High ARI scores are indicative of a weaker bond between the bracket and composite resin and are preferred to avoid enamel cracks and fractures during debonding.²⁶ There is an inverse correlation between the excessive amount of adhesive remaining on the tooth surface and the development of enamel fractures. Very high SBS values may damage the enamel or existing restorations.¹⁴ Therefore, adhesive failures and a high ARI score are more suitable to avoid enamel fractures during debonding. In the present study, mean SBS values lower than 14 MPa and higher than 6 to 8 MPa were obtained for all groups except for Group 1, and enamel surface defects were detected in only one specimen for each group. 3D-printed brackets bonded with both a fluid composite and a non-fluid composite achieved adequate performance in the bonding and debonding processes. In Group 1, in which the mean SBS values were 15.03 ± 6.66, ARI scores were zero in one sample, while the scores were mostly concentrated as ARI = 1 and ARI = 2. This confirms the high adhesive-bracket bond. In comparing the ARI scores of Group 3 with the 3D-printed brackets bonded using Transbond XT, 13 specimens scored ARI = 3 and one specimen scored ARI = 2. The ARI scores of the 3D-printed brackets bonded with Tokuyama SuperLow were ARI = 1 for four specimens, ARI = 2 for three specimens and ARI = 3 for seven specimens. It should be noted that 3D-printed brackets bonded using Transbond XT had lower SBS values but higher ARI scores than the Tokuyama SuperLow group. Therefore, it is suggested that using Transbond XT adhesive for bonding 3D-printed brackets is a better combination during debonding because the weaker chemical bond facilitates the removal of adhesive residues from the enamel surface.²⁷ During the treatment process, it should be recognised that lower SBS values may cause recurrent bracket breakages.
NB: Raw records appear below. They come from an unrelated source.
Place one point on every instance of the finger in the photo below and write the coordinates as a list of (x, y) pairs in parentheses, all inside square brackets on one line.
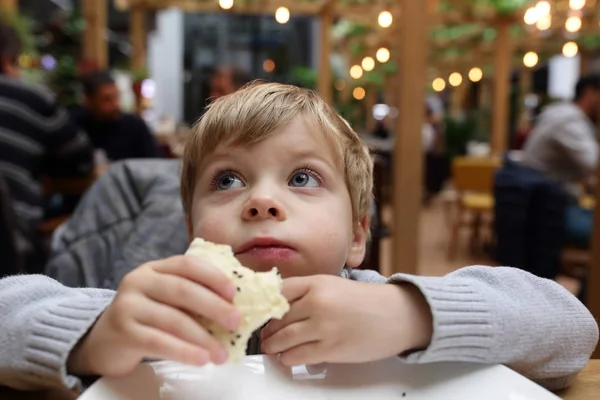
[(156, 344), (177, 323), (195, 269), (298, 312), (184, 294), (290, 337), (296, 288), (307, 353)]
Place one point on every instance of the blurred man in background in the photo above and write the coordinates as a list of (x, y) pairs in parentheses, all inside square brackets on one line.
[(120, 135), (36, 138), (563, 146)]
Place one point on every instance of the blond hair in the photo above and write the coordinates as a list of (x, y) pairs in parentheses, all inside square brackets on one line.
[(254, 112)]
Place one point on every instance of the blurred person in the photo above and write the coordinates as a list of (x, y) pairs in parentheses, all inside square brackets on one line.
[(120, 135), (563, 146), (36, 138)]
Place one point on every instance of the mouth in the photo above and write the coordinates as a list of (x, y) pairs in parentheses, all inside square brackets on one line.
[(262, 244)]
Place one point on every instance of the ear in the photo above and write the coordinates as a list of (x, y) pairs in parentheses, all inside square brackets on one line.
[(190, 229), (358, 247)]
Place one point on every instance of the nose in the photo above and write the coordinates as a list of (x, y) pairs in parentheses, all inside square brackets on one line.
[(261, 207)]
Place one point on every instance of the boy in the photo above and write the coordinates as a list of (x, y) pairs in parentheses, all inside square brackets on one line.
[(274, 172)]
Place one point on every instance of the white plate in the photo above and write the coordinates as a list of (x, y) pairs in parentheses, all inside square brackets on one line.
[(263, 378)]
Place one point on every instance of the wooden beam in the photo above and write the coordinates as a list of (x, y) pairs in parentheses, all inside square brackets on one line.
[(137, 33), (9, 5), (95, 43), (324, 81), (408, 151), (593, 284), (502, 63)]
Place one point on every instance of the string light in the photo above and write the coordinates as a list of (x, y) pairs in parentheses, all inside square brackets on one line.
[(385, 19), (368, 63), (530, 59), (438, 84), (226, 4), (356, 71), (383, 55), (282, 15), (358, 93), (570, 49), (544, 22), (573, 24), (455, 79), (269, 65), (475, 74), (576, 4)]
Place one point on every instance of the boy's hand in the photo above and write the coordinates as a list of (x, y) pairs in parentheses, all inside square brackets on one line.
[(341, 321), (150, 317)]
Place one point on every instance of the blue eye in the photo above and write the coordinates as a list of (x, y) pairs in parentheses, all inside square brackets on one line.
[(228, 181), (303, 179)]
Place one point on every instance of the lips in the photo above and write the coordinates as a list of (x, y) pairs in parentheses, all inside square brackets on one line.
[(263, 244)]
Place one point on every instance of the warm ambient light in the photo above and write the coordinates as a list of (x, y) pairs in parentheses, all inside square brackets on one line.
[(576, 4), (356, 72), (368, 63), (530, 59), (570, 49), (438, 84), (282, 15), (544, 23), (455, 79), (383, 55), (269, 65), (573, 24), (225, 4), (385, 19), (475, 74), (531, 16), (358, 93)]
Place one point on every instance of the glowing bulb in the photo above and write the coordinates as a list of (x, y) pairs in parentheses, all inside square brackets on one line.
[(576, 4), (543, 8), (570, 49), (383, 55), (358, 93), (475, 74), (455, 79), (544, 23), (531, 16), (385, 19), (530, 59), (368, 63), (282, 15), (438, 84), (269, 65), (225, 4), (339, 85), (356, 71), (573, 24)]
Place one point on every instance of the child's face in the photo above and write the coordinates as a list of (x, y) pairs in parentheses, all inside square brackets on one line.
[(282, 202)]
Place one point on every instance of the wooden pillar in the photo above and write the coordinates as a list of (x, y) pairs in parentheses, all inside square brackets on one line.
[(324, 81), (502, 63), (408, 151), (9, 5), (95, 42), (593, 289), (137, 33)]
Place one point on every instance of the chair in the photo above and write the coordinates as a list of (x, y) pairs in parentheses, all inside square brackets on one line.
[(473, 181)]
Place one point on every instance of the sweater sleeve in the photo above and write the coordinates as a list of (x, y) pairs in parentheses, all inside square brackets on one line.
[(499, 315), (42, 321)]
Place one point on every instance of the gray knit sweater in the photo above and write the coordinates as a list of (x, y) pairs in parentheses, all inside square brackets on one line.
[(480, 314)]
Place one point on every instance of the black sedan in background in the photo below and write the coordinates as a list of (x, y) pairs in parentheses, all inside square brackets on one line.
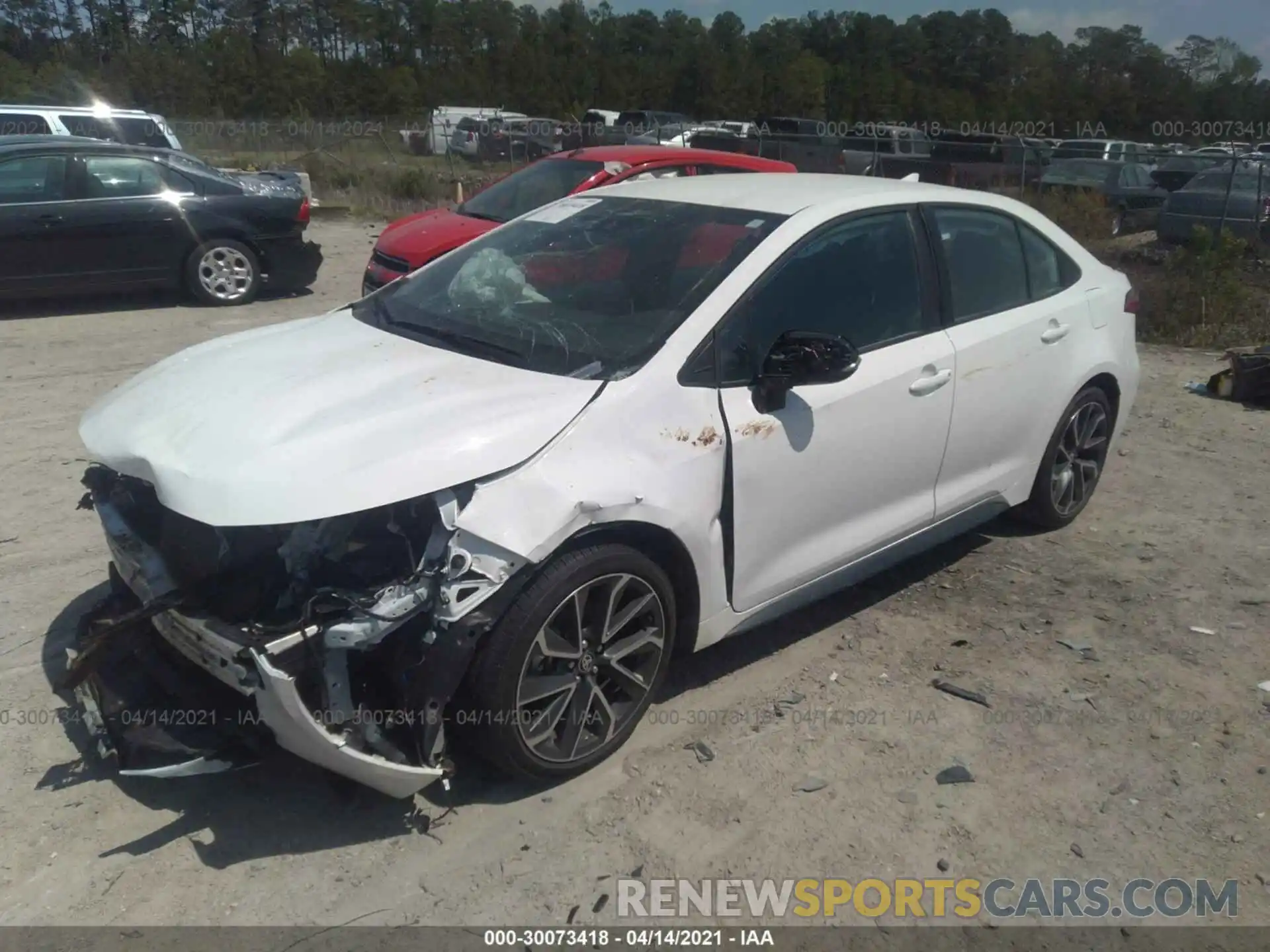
[(1132, 196), (1214, 198), (84, 215)]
The present study had limitations. Firstly, it was not possible to replicate the oral conditions that affect SBS values and ARI scores, such as the presence of saliva, intraoral temperature, occlusal forces, diet, and hygiene habits. In future studies, it may be advisable to subject the brackets to thermal cycling before performing the necessary laboratory tests. Secondly, the mechanical properties of brackets 3D printed from permanent crown material do not only involve SBS and ARI scores. It would be appropriate to investigate other biomechanical properties such as static and kinetic frictional resistance, torque capacity, colour stability, residual monomer amount and then plan in-vivo studies. Thirdly, in the control group, stainless steel metal brackets were preferred because of their cost, the most frequently used treatment alternative and the generalisability of the results to clinical settings.²⁷ However, it would be informative to perform mechanical and aesthetic evaluations of 3D-printed resin-containing brackets against ceramic brackets in future studies.
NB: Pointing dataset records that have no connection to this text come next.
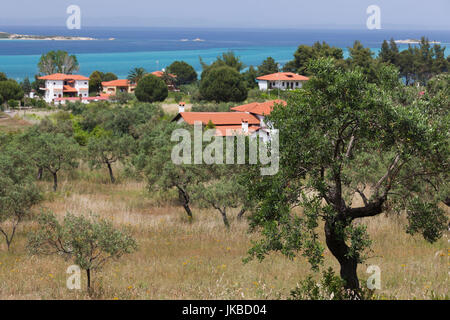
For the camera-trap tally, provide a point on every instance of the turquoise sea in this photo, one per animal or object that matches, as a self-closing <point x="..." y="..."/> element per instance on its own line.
<point x="156" y="48"/>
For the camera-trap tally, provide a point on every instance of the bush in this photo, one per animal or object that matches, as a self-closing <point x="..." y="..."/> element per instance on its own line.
<point x="13" y="104"/>
<point x="330" y="287"/>
<point x="151" y="89"/>
<point x="223" y="84"/>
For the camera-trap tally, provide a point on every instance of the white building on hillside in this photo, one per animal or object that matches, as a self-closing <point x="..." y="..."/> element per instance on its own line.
<point x="59" y="86"/>
<point x="281" y="80"/>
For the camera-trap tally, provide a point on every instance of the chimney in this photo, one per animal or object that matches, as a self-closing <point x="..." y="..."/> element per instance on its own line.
<point x="244" y="126"/>
<point x="181" y="106"/>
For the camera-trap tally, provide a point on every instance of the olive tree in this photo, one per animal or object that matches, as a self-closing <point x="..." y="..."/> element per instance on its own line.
<point x="155" y="163"/>
<point x="342" y="137"/>
<point x="18" y="192"/>
<point x="54" y="152"/>
<point x="107" y="149"/>
<point x="89" y="241"/>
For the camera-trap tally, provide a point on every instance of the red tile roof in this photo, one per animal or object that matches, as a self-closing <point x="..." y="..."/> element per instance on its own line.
<point x="69" y="89"/>
<point x="283" y="76"/>
<point x="226" y="131"/>
<point x="62" y="77"/>
<point x="219" y="118"/>
<point x="258" y="108"/>
<point x="83" y="98"/>
<point x="116" y="83"/>
<point x="160" y="73"/>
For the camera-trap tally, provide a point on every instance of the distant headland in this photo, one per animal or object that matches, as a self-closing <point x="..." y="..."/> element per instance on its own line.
<point x="13" y="36"/>
<point x="414" y="41"/>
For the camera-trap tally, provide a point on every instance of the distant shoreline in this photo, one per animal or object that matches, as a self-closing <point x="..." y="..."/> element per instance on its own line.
<point x="13" y="36"/>
<point x="414" y="41"/>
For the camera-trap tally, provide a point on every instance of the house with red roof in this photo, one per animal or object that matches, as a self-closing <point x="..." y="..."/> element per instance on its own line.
<point x="59" y="86"/>
<point x="170" y="82"/>
<point x="111" y="88"/>
<point x="248" y="119"/>
<point x="281" y="80"/>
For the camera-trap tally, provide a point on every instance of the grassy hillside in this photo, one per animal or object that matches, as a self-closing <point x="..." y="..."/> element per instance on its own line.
<point x="200" y="260"/>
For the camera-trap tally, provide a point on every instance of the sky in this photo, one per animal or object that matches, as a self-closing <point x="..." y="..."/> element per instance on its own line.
<point x="395" y="14"/>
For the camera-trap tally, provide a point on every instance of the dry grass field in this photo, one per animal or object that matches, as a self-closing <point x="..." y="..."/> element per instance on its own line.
<point x="178" y="259"/>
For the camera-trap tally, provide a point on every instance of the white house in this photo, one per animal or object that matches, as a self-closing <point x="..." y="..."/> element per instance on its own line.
<point x="59" y="86"/>
<point x="281" y="80"/>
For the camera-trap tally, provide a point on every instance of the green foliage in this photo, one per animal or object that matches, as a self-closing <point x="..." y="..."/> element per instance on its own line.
<point x="330" y="287"/>
<point x="427" y="219"/>
<point x="89" y="242"/>
<point x="13" y="104"/>
<point x="222" y="192"/>
<point x="185" y="72"/>
<point x="223" y="84"/>
<point x="154" y="162"/>
<point x="136" y="74"/>
<point x="58" y="62"/>
<point x="349" y="135"/>
<point x="106" y="149"/>
<point x="151" y="89"/>
<point x="18" y="192"/>
<point x="54" y="152"/>
<point x="212" y="107"/>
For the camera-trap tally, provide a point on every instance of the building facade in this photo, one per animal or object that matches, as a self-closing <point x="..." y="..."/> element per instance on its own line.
<point x="281" y="81"/>
<point x="59" y="86"/>
<point x="115" y="86"/>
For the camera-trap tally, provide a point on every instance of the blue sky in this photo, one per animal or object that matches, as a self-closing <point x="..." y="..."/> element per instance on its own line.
<point x="395" y="14"/>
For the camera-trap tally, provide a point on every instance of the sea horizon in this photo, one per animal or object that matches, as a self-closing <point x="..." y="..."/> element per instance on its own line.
<point x="154" y="48"/>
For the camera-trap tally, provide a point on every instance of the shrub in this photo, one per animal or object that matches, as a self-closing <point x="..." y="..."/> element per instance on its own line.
<point x="151" y="89"/>
<point x="89" y="241"/>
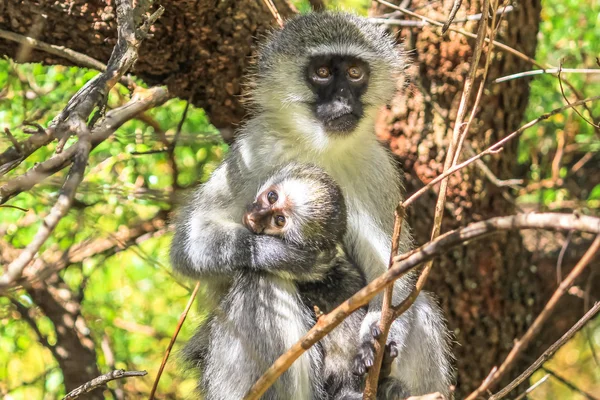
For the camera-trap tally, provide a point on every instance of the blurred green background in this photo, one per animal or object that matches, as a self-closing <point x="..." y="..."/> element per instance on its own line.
<point x="135" y="285"/>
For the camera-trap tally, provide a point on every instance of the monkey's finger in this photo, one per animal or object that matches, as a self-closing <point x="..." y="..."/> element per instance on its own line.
<point x="376" y="331"/>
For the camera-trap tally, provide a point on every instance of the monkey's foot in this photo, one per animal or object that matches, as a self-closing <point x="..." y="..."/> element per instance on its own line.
<point x="366" y="355"/>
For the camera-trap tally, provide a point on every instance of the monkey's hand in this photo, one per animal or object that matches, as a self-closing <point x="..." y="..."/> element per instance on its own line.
<point x="366" y="355"/>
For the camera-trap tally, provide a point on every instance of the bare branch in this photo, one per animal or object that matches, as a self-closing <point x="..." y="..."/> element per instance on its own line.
<point x="142" y="100"/>
<point x="567" y="383"/>
<point x="274" y="12"/>
<point x="60" y="209"/>
<point x="454" y="149"/>
<point x="72" y="120"/>
<point x="60" y="51"/>
<point x="495" y="147"/>
<point x="100" y="381"/>
<point x="522" y="344"/>
<point x="548" y="353"/>
<point x="533" y="387"/>
<point x="462" y="32"/>
<point x="173" y="338"/>
<point x="408" y="262"/>
<point x="547" y="71"/>
<point x="455" y="7"/>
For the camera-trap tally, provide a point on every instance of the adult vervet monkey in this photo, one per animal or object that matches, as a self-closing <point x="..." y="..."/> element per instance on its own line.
<point x="319" y="84"/>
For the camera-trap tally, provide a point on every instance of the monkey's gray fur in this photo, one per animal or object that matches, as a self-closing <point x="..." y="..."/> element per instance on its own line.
<point x="210" y="241"/>
<point x="263" y="313"/>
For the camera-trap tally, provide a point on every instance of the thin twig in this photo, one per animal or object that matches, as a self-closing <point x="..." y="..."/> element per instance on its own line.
<point x="568" y="384"/>
<point x="522" y="344"/>
<point x="100" y="381"/>
<point x="15" y="207"/>
<point x="547" y="71"/>
<point x="388" y="317"/>
<point x="60" y="51"/>
<point x="561" y="256"/>
<point x="73" y="120"/>
<point x="58" y="211"/>
<point x="562" y="91"/>
<point x="173" y="338"/>
<point x="387" y="312"/>
<point x="142" y="100"/>
<point x="548" y="353"/>
<point x="274" y="12"/>
<point x="462" y="32"/>
<point x="533" y="387"/>
<point x="495" y="148"/>
<point x="455" y="7"/>
<point x="403" y="264"/>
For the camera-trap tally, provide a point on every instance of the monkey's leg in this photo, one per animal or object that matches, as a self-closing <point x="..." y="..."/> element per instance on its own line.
<point x="424" y="361"/>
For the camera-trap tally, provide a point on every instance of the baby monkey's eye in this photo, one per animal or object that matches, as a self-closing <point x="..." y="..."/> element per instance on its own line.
<point x="280" y="221"/>
<point x="355" y="72"/>
<point x="323" y="72"/>
<point x="272" y="197"/>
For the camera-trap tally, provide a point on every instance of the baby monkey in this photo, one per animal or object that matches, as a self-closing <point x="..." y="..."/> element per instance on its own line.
<point x="266" y="311"/>
<point x="304" y="207"/>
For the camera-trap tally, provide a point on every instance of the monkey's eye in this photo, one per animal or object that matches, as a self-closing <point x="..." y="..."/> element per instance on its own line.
<point x="280" y="221"/>
<point x="355" y="73"/>
<point x="323" y="72"/>
<point x="272" y="197"/>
However, the present in-vitro study had several strengths. Firstly, the statistical analysis used a higher number of tooth samples than the required number of teeth in each group, allowing the results to be interpreted with higher accuracy. The homogeneity of the experimental and control groups facilitated the interpretation of the obtained results. The same preparation procedures were applied for all teeth before the placement of the brackets and the enamel surfaces were handled with great care according to the inclusion criteria to avoid any interpretation errors and to maintain homogeneous test conditions.
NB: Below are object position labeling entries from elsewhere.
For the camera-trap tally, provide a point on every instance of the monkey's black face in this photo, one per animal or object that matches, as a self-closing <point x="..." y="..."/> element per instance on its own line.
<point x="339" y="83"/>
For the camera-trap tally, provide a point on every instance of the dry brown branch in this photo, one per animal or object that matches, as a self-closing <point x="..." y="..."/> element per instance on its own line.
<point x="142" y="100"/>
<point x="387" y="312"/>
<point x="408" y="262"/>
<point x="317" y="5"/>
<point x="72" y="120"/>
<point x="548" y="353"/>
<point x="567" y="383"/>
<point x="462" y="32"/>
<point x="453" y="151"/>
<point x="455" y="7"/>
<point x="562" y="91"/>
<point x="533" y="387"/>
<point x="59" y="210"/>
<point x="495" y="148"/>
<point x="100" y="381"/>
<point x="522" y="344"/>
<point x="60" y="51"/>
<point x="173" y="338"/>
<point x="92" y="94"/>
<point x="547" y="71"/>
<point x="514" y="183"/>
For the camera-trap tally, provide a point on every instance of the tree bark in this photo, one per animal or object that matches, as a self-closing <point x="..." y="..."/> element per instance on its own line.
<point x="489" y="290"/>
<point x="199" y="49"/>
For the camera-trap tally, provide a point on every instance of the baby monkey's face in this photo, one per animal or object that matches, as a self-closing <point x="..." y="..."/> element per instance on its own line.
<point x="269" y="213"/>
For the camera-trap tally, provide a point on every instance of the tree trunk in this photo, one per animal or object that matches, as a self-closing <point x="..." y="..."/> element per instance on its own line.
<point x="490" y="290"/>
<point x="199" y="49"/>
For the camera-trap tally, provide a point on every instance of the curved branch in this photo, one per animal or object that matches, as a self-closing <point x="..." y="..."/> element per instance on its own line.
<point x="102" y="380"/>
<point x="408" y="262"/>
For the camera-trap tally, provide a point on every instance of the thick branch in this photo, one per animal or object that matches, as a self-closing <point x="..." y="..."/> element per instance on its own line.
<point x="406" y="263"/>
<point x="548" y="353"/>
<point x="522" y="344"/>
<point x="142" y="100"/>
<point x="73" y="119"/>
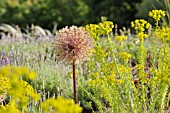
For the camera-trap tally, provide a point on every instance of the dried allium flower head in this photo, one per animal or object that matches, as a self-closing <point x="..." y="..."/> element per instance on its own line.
<point x="73" y="44"/>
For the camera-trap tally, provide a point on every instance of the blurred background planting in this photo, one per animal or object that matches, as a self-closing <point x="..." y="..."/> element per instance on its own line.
<point x="59" y="13"/>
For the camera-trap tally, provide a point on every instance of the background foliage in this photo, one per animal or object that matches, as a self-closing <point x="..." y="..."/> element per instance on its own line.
<point x="48" y="14"/>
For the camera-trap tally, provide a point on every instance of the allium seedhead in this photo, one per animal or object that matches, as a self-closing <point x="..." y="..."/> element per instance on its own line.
<point x="73" y="44"/>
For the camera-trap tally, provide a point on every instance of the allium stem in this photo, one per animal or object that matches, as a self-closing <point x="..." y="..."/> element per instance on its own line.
<point x="74" y="83"/>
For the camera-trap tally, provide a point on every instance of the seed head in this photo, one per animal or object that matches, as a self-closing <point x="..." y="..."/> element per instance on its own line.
<point x="73" y="44"/>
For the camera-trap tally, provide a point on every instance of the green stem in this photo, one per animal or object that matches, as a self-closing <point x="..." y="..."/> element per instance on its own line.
<point x="74" y="83"/>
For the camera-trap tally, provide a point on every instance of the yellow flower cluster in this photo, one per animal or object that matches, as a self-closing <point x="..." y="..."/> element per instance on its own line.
<point x="103" y="28"/>
<point x="121" y="39"/>
<point x="162" y="34"/>
<point x="124" y="56"/>
<point x="157" y="14"/>
<point x="11" y="81"/>
<point x="4" y="84"/>
<point x="140" y="25"/>
<point x="141" y="36"/>
<point x="60" y="105"/>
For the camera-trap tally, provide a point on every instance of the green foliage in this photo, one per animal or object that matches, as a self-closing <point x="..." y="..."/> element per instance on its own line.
<point x="48" y="14"/>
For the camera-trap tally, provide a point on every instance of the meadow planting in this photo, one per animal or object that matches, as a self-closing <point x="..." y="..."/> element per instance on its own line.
<point x="89" y="69"/>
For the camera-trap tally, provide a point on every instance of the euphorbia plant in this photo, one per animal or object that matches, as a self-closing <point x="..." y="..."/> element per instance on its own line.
<point x="73" y="44"/>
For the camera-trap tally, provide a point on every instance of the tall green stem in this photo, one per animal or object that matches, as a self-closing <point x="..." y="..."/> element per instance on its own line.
<point x="74" y="83"/>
The SBS values of the 3D-printed orthodontic brackets bonded with Transbond XT were within a reasonable range to facilitate orthodontic treatment, and an ARI = 3 score, which is preferred for debonding, was obtained for most of the specimens. The SBS values of the 3D-printed orthodontic brackets bonded with Tokuyama SuperLow were within an acceptable range for orthodontic treatment and higher SBS values were obtained compared to the 3D-printed bracket group bonded with non-flowable composite. 3D-printed orthodontic bracket systems can be considered adequate for clinical applications and can provide an alternative material to metal orthodontic brackets.